4.4.4. Gelet op hetgeen hiervoor in 4.4.2 en 4.4.3 is overwogen, behoeven de overige klachten van middel I geen behandeling.
4.5.1. Middel II is gericht tegen het hiervoor in 3.3.2 weergegeven oordeel van het Hof dat de verlening door de Minister van vergunningen voor de uitvoer van andere goederen naar andere afnemers, niet meebrengt dat de Minister op grond van het gelijkheidsbeginsel was gehouden om ook voor de uitvoer van [[...]-product a] door belanghebbende een uitvoervergunning te verlenen. Het middel voert daartoe onder meer aan dat bij toepassing van het Besluit al van gelijke gevallen moet worden uitgegaan wanneer de desbetreffende goederen onder dezelfde post van de Gemeenschappelijke EU-lijst vallen.

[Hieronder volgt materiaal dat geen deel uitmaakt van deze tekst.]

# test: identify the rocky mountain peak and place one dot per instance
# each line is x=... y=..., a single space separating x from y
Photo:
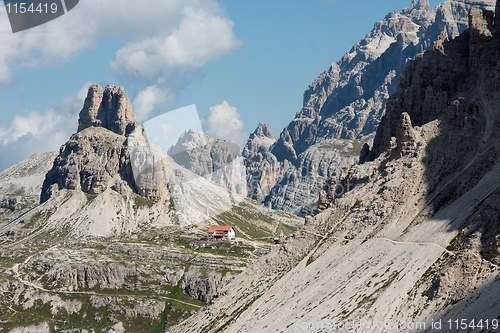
x=109 y=108
x=420 y=4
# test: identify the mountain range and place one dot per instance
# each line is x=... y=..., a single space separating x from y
x=343 y=107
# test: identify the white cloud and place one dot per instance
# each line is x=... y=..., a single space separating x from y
x=158 y=37
x=224 y=122
x=38 y=132
x=200 y=37
x=148 y=99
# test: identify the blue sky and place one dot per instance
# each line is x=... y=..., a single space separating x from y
x=251 y=59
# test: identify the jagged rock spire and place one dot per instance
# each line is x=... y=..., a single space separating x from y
x=110 y=109
x=263 y=130
x=419 y=4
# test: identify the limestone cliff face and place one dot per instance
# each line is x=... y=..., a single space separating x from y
x=348 y=100
x=99 y=156
x=413 y=234
x=109 y=108
x=214 y=159
x=91 y=161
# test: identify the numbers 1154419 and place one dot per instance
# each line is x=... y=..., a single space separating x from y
x=23 y=7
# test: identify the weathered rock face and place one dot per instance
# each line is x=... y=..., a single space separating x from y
x=214 y=159
x=202 y=286
x=101 y=154
x=92 y=160
x=110 y=109
x=415 y=237
x=348 y=100
x=406 y=138
x=9 y=203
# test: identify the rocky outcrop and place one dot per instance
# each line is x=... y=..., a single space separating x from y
x=262 y=167
x=91 y=161
x=327 y=194
x=214 y=159
x=415 y=238
x=110 y=109
x=204 y=286
x=259 y=141
x=9 y=203
x=347 y=101
x=110 y=150
x=406 y=138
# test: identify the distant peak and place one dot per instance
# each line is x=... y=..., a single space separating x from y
x=420 y=4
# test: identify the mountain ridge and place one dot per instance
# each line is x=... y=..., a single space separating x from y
x=347 y=102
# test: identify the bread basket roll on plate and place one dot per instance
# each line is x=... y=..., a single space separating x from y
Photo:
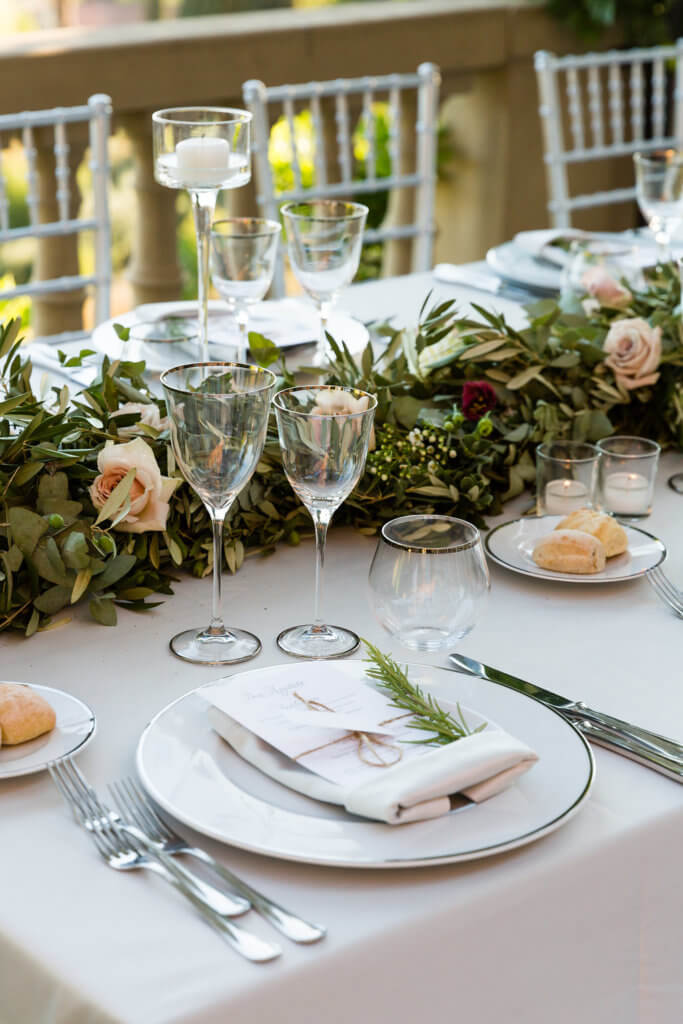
x=569 y=551
x=608 y=530
x=24 y=714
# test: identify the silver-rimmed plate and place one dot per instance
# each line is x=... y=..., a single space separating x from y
x=197 y=777
x=74 y=729
x=512 y=543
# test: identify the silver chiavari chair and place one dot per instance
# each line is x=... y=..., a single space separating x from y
x=615 y=104
x=96 y=113
x=335 y=107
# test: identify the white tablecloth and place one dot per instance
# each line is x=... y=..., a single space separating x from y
x=584 y=925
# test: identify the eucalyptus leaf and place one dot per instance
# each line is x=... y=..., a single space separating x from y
x=27 y=528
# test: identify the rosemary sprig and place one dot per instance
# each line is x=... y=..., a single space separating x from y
x=428 y=715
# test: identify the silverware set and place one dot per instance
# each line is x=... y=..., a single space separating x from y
x=665 y=589
x=134 y=836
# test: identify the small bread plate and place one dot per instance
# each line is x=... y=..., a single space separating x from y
x=196 y=776
x=512 y=543
x=74 y=729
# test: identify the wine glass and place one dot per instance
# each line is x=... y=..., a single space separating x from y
x=659 y=195
x=218 y=416
x=324 y=436
x=202 y=148
x=428 y=580
x=324 y=242
x=242 y=260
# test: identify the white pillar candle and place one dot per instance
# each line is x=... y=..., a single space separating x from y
x=627 y=494
x=204 y=161
x=564 y=497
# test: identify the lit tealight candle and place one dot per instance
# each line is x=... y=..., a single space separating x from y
x=203 y=161
x=565 y=496
x=627 y=494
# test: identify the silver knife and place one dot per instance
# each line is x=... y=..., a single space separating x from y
x=649 y=749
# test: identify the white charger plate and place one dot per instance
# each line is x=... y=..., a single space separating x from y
x=197 y=777
x=517 y=265
x=288 y=322
x=74 y=729
x=511 y=545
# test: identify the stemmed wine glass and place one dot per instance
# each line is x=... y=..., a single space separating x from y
x=428 y=580
x=218 y=415
x=324 y=241
x=204 y=150
x=659 y=195
x=242 y=260
x=324 y=436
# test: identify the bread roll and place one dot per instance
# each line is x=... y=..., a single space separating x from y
x=569 y=551
x=608 y=530
x=24 y=714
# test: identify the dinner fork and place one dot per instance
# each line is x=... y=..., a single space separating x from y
x=123 y=852
x=665 y=589
x=230 y=905
x=135 y=807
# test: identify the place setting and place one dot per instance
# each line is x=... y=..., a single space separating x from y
x=312 y=720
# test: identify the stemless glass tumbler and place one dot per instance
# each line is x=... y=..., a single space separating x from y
x=324 y=436
x=218 y=416
x=204 y=150
x=324 y=241
x=428 y=580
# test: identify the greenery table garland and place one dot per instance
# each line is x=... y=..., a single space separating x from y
x=92 y=507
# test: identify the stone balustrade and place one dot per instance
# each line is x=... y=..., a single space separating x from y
x=484 y=48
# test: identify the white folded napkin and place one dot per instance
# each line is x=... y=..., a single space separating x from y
x=478 y=766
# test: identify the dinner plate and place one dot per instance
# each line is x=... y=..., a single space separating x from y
x=511 y=545
x=288 y=322
x=197 y=777
x=74 y=729
x=517 y=265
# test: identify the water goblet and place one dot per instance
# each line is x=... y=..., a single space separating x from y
x=218 y=417
x=428 y=580
x=659 y=195
x=242 y=261
x=324 y=242
x=324 y=436
x=204 y=150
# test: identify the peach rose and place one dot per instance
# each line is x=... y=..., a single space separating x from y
x=634 y=351
x=602 y=287
x=147 y=414
x=335 y=401
x=150 y=494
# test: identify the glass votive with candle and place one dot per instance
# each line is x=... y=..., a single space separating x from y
x=566 y=474
x=628 y=470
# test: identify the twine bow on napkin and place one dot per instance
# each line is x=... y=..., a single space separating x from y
x=363 y=739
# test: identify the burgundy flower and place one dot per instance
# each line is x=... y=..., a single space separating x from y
x=478 y=398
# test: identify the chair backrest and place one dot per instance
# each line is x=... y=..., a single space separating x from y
x=96 y=113
x=334 y=107
x=606 y=99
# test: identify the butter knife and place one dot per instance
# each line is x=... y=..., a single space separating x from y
x=649 y=749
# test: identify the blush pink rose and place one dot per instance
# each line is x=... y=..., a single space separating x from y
x=150 y=494
x=634 y=351
x=602 y=287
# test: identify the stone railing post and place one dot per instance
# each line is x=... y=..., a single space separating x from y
x=57 y=255
x=155 y=271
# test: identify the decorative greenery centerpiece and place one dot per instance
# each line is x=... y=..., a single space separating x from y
x=92 y=508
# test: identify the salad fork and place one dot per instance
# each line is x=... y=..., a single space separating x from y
x=135 y=807
x=666 y=590
x=123 y=852
x=229 y=905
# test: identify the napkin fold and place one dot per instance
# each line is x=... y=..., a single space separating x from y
x=478 y=767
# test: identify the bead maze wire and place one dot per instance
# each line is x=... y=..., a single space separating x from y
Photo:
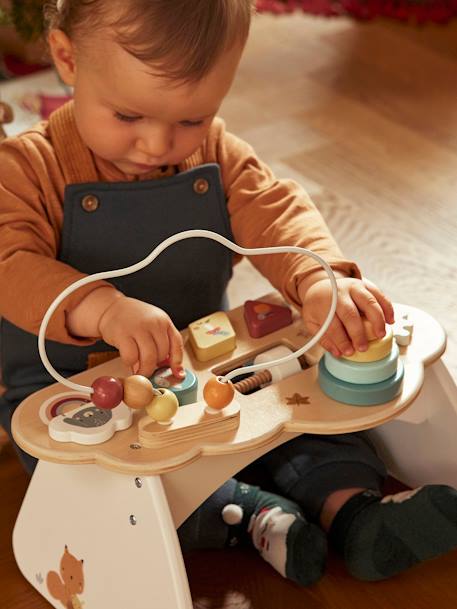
x=190 y=234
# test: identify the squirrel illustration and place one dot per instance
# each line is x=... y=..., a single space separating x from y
x=69 y=583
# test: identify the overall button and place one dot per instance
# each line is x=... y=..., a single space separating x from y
x=201 y=186
x=90 y=203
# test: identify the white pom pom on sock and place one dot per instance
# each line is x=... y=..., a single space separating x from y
x=232 y=514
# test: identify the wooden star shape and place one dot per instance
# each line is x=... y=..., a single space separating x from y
x=297 y=399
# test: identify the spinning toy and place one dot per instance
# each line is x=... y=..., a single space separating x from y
x=124 y=460
x=210 y=337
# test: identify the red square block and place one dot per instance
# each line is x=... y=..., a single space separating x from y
x=264 y=318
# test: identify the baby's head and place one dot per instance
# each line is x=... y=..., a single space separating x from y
x=148 y=75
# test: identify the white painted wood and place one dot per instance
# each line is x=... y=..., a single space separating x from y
x=419 y=446
x=88 y=509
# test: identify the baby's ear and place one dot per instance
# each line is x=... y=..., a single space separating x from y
x=63 y=54
x=6 y=116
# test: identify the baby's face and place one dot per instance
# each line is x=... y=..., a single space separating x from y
x=138 y=120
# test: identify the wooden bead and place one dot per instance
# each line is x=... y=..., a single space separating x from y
x=138 y=391
x=163 y=407
x=108 y=392
x=218 y=394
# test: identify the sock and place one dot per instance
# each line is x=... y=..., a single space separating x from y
x=277 y=528
x=382 y=536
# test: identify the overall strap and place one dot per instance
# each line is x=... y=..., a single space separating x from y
x=78 y=164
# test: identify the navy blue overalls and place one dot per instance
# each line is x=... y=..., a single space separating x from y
x=122 y=224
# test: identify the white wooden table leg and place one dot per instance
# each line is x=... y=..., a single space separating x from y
x=119 y=525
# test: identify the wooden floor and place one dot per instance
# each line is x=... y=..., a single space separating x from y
x=365 y=116
x=239 y=579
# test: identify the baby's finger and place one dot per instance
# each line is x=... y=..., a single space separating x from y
x=329 y=346
x=162 y=343
x=351 y=321
x=176 y=352
x=338 y=335
x=129 y=352
x=367 y=304
x=385 y=303
x=148 y=354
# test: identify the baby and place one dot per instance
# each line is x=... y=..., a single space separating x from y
x=138 y=156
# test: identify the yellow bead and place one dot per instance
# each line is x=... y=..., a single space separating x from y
x=138 y=391
x=218 y=394
x=377 y=349
x=163 y=407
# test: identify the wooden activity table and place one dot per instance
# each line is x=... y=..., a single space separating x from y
x=116 y=505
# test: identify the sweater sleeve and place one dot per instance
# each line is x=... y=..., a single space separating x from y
x=30 y=222
x=265 y=211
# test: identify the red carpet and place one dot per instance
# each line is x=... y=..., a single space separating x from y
x=419 y=11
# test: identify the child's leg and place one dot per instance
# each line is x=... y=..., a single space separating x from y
x=237 y=512
x=337 y=480
x=382 y=536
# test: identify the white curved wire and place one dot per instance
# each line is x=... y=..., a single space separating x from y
x=189 y=234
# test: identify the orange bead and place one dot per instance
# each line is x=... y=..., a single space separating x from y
x=218 y=394
x=138 y=391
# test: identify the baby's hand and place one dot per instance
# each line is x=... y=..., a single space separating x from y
x=356 y=298
x=143 y=334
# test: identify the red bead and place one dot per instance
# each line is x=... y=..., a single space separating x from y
x=108 y=392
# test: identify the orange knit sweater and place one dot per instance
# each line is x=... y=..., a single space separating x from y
x=264 y=211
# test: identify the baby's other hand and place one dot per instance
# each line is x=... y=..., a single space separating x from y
x=357 y=298
x=143 y=334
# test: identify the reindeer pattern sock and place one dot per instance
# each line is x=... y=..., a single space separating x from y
x=278 y=530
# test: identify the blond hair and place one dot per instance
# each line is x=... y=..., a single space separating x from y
x=181 y=38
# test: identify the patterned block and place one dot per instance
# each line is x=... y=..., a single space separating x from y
x=363 y=373
x=184 y=389
x=360 y=395
x=212 y=336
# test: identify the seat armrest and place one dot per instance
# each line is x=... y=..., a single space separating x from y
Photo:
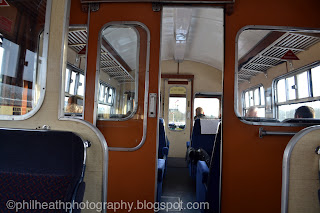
x=165 y=151
x=203 y=171
x=161 y=169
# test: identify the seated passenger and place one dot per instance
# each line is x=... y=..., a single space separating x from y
x=304 y=112
x=72 y=106
x=252 y=112
x=199 y=113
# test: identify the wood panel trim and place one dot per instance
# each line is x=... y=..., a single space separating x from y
x=177 y=76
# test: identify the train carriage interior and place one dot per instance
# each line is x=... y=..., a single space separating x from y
x=100 y=103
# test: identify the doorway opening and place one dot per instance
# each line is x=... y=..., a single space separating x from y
x=191 y=77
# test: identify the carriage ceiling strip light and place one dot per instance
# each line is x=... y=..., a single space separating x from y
x=182 y=22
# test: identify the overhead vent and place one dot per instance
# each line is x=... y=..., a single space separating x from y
x=113 y=68
x=271 y=55
x=77 y=40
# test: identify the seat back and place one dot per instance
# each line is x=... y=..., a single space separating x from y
x=40 y=165
x=204 y=134
x=213 y=183
x=162 y=139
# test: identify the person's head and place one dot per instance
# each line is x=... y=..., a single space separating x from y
x=252 y=112
x=304 y=112
x=199 y=111
x=72 y=99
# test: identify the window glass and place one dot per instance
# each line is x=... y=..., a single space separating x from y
x=251 y=98
x=101 y=93
x=80 y=90
x=210 y=106
x=110 y=95
x=262 y=96
x=67 y=81
x=119 y=70
x=287 y=84
x=281 y=90
x=177 y=113
x=291 y=87
x=288 y=110
x=256 y=97
x=75 y=71
x=72 y=82
x=246 y=96
x=315 y=73
x=303 y=85
x=74 y=96
x=22 y=56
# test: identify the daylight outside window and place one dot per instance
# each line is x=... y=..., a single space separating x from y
x=272 y=83
x=177 y=108
x=22 y=57
x=210 y=106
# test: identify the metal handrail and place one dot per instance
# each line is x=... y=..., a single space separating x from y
x=263 y=132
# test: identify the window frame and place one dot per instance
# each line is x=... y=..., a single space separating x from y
x=78 y=72
x=237 y=105
x=137 y=70
x=307 y=68
x=249 y=90
x=178 y=96
x=106 y=96
x=41 y=69
x=217 y=95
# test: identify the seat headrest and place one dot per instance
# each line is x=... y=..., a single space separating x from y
x=209 y=126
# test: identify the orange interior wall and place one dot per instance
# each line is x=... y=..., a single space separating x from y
x=131 y=175
x=252 y=167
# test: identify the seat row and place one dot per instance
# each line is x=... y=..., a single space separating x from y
x=203 y=156
x=163 y=151
x=46 y=166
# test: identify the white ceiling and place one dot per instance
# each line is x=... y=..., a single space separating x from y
x=248 y=39
x=124 y=41
x=205 y=39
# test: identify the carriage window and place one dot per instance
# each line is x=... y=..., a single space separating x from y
x=74 y=91
x=119 y=63
x=177 y=108
x=209 y=104
x=74 y=86
x=300 y=82
x=278 y=71
x=22 y=57
x=254 y=97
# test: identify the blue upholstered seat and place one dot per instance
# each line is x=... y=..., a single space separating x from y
x=41 y=165
x=163 y=151
x=161 y=170
x=208 y=178
x=201 y=140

4.5.2. Middel II faalt. Aanvragen voor een vergunning tot uitvoer van militaire goederen kunnen niet als gelijke gevallen worden beschouwd vanwege het enkele feit dat de desbetreffende goederen onder dezelfde post van de Gemeenschappelijke EU-lijst vallen. Het oordeel van het Hof dat de door belanghebbende genoemde leveringen andere goederen en andere afnemers betreffen en dat het daarom niet gaat om gelijke gevallen, geeft niet blijk van een onjuiste rechtsopvatting en kan voor het overige, als verweven met waarderingen van feitelijke aard door de Hoge Raad in de cassatieprocedure niet op juistheid worden onderzocht. Het is ook niet onbegrijpelijk of onvoldoende gemotiveerd.
4.6. Gelet op hetgeen hiervoor is overwogen, falen ook de overige middelen.
5. Proceskosten
De Hoge Raad ziet geen aanleiding voor een veroordeling in de proceskosten.
6. Beslissing
De Hoge Raad verklaart het beroep in cassatie ongegrond.
Dit arrest is gewezen door de vice-president M.E. van Hilten als voorzitter, en de raadsheren E.N. Punt, M.W.C. Feteris, M.A. Fierstra en C.J. Borman, in tegenwoordigheid van de waarnemend griffier E. Cichowski, en in het openbaar uitgesproken op 3 maart 2023.